University Course Project - Data Science
An advanced NLP toolkit based on State-of-the-Art Transformer architectures for document summarization and mental health analysis using PEFT (LoRA) techniques.
Faboulous-Interpretr is a production-ready NLP platform designed to address two complex natural language processing tasks: the summarization of extensive technical documentation and the identification of mental health-related patterns in text.
The project stands out for its adoption of advanced optimization techniques such as Map-Reduce for managing long texts and LoRA (Low-Rank Adaptation) for efficient model fine-tuning.
- 📄 Structured Summarization: Intelligent synthesis of technical documents (PDF, API Specs, Web) while maintaining logical coherence through recursive chunking.
- 🧠 Mental Health Analysis: Text classification for identifying emotional and psychological states (e.g., Anxiety, Depression, Stress) using XLM-RoBERTa models adapted with LoRA.
The system is modular and designed to scale, with a clear separation between data ingestion, inference logic, and user interface.
To overcome the context window limits of standard Transformers, we implemented a custom pipeline:
- Agnostic Ingestion: Specific adapters for PDF (
PyMuPDF), Web (Trafilatura), and JSON/YAML files (OpenAPI). - Recursive Chunking: Semantic text segmentation that preserves sentence boundaries to avoid brutal truncation.
- Map-Reduce Strategy: Each segment is summarized individually (Map) and results are structurally aggregated (Reduce), ensuring no technical detail is lost.
- Backbone:
it5-base-summarization, fine-tuned specifically for the Italian language.
A highly specialized classification module:
- Model Architecture:
XLM-RoBERTa Baseenhanced with LoRA adapters.
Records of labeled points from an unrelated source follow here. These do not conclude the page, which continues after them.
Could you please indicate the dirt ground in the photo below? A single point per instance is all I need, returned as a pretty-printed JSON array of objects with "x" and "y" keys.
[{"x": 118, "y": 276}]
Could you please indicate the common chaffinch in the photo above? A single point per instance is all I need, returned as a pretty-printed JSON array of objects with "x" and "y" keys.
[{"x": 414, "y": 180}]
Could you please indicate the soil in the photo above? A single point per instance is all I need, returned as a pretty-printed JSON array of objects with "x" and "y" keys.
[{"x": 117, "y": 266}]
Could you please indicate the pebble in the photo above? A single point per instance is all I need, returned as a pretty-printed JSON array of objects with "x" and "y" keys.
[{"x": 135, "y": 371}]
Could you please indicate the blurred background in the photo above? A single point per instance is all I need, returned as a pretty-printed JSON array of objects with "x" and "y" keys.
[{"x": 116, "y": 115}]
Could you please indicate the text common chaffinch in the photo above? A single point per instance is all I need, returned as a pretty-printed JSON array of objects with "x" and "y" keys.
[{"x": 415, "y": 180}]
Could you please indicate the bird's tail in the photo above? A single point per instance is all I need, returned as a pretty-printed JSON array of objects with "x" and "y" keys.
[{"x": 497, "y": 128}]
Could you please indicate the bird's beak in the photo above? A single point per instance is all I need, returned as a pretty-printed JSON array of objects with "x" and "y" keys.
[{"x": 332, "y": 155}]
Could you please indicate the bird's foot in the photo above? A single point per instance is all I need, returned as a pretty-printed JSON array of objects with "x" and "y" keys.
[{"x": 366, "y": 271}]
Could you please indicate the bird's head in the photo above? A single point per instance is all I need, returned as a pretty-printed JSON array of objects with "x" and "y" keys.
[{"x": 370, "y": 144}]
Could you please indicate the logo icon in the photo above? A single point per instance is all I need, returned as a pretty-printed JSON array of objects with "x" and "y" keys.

This allows for a high-performance model with a reduced memory footprint, updating less than 1% of total parameters during training. - Fine-Tuning Pipeline: Dedicated training script (
train_sentiment.py) managing the model lifecycle, from dataset preprocessing to adapter saving. - Target Classes: Configured to detect complex nuances (e.g., Normal, Depression, Anxiety) beyond classic positive/negative sentiment.
Faboulous-Interpretr/
├── app.py # Streamlit Entry point (UI & Orchestration)
├── requirements.txt # Production dependencies
├── data/
│ ├── external/ # Data from external sources
│ ├── processed/ # Cleaned datasets ready for training
│ └── raw/ # Raw data (CSV, PDF, JSON)
├── docs/ # Technical and academic documentation
├── models/ # Local Model Registry (LoRA Checkpoints, HF Cache)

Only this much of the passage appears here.